Илью этот ответ немного успокоил, но подозрений до конца развеять не смог.

— Глупо, наверное, задавать тебе этот вопрос, но не мог кто-то из ее любовников убрать отца? В надежде потом занять его место?

— Вряд ли, — пожал плечами Венчик. — Но головой не поручусь. Не потому, что кого-то подозреваю, а потому, что не привык брать на себя лишнее. Да и потом, не так уж я хорошо знаю ее приятелей.

— А мать, — после долгой паузы, презирая себя, спросил Илья, — она не могла заказать отца?

— Илья, у тебя совсем крыша поехала? — постучал себе пальцем по лбу Венчик. — Мы про Инну говорим?
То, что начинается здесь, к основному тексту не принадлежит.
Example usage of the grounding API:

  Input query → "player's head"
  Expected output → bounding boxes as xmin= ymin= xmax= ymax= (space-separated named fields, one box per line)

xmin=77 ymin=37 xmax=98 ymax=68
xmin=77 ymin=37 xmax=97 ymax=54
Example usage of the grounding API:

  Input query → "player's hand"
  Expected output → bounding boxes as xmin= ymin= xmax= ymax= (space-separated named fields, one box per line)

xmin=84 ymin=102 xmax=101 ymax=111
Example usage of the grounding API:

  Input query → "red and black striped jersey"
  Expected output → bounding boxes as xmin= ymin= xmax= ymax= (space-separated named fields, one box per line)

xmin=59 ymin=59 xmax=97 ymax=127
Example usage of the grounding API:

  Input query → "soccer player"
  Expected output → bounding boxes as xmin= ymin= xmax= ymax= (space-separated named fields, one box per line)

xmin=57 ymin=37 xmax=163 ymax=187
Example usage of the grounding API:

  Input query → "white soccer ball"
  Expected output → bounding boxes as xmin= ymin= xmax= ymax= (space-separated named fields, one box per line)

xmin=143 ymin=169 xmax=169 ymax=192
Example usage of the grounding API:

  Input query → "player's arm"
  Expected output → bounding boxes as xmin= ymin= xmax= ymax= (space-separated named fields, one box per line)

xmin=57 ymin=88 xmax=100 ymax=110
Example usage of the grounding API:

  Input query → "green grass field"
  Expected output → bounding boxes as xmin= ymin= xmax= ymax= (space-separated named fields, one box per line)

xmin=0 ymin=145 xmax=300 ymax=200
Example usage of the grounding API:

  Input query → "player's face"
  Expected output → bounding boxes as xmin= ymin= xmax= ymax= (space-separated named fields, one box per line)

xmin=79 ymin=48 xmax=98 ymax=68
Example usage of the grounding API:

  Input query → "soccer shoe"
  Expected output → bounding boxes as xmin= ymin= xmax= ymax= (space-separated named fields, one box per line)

— Да, с крышей у меня в последнее время напряженка, — невесело отшутился Илья. — Просто не могу понять, кто это сделал.

— Ну ты даешь! Да и вообще, зачем это Инне было надо? Чтобы «самой царствовать и всем владети»? Юрий и так ее ни в чем не ограничивал. Чтобы выскочить замуж? За кого? Просто из ненависти? Или свободы захотелось? Брось.

— А Кобздев?

— Это другое дело. Хитрый мужик. Все время в тени, за спиной. А оттуда, как известно, ловчее всего ударить. Но это так, впечатления. Об их делах мне ничего не известно, — тут же поспешил он заверить Илью.

— Ну, мать, ты ваще! Я, конечно, привык к твоим заворотам, но в этот раз ты чего-то совсем загнула, — глядя на Леру, с лестным восхищением протянул Фаддей, дымя вонючей дешевой сигарой. Понтов у Фаддея было немерено, а вот денег на них ощутимо не хватало. — Подробности не сообщишь?

— Нет, — категорически отказалась Лера, продолжая осматривать стоящие вдоль стены картины.

— Может, купишь одну? В качестве гонорара за посредничество, повесишь у папашки в галерее? — одергивая ярко-желтые, в красных ромашках семейные трусы, единственную деталь своего костюма, спросил с надеждой Фаддей.

— Прости, не тот жанр. — Фаддей сразу надулся. — Но знаешь, я сведу тебя с одной теткой, ей наверняка понравится, — разглядывая похабные, яркие, как лубок, примитивные творения Фаддея, пообещала Лера.

— Врешь, — окончательно скисая, отошел в сторонку Фаддей, в отчаянии скребя рыжую щетину на худой ввалившейся груди.

— Эх ты, Фаддей неверующий, — доставая мобильник, усмехнулась Лера. — Софья Гермогеновна? Здравствуйте, а это Лера. Софья Гермогеновна, у меня имеется очень талантливый молодой человек, работающий в интересующей вас тематике, — ворковала она под горящим жадностью взглядом Фаддея, он даже сигару затушил от волнения и шею вытянул, тощую, как у жирафа.

— Ну вот, а ты сомневался. Завтра в три приедет знакомиться и картины смотреть. Так что будь добр, приоденься, — посоветовала Лера. — Хотя бы подштанники надень.

— Ну ясень пень, — охрипшим от волнения голосом пообещал Фаддей.

— Ну а с моим делом что?

— Ну не извольте беспокоиться. Ща кликну, не мешало бы для такого разговора за пивком сгонять, а?

— Нет уж. Сперва разговор, а потом пиво, а то нажретесь до умопомрачения, потом с вами каши не сваришь. И еще, о том, кто я такая, не болтай. Просто знакомая. Художница. Фамилии не знаешь, только имя. Потому, Фаддей, что коли ты меня заложишь, больше ни одной картины продать не сможешь на всей территории нашей необъятной родины и даже за ее пределами. Я болтать не люблю, ты знаешь.

Фаддей нервно сглотнул. Лере он верил, особенно после многообещающего разговора с Софьей Гермогеновной, а перспектива голодной смерти его не привлекала.

— Ну, давай зови, — распорядилась Лера, устраиваясь в засаленном продавленном кресле.

— Митрич! — закричал, высовываясь в распахнутое окно, Фаддей. — Митрич! Выглянь, дело есть!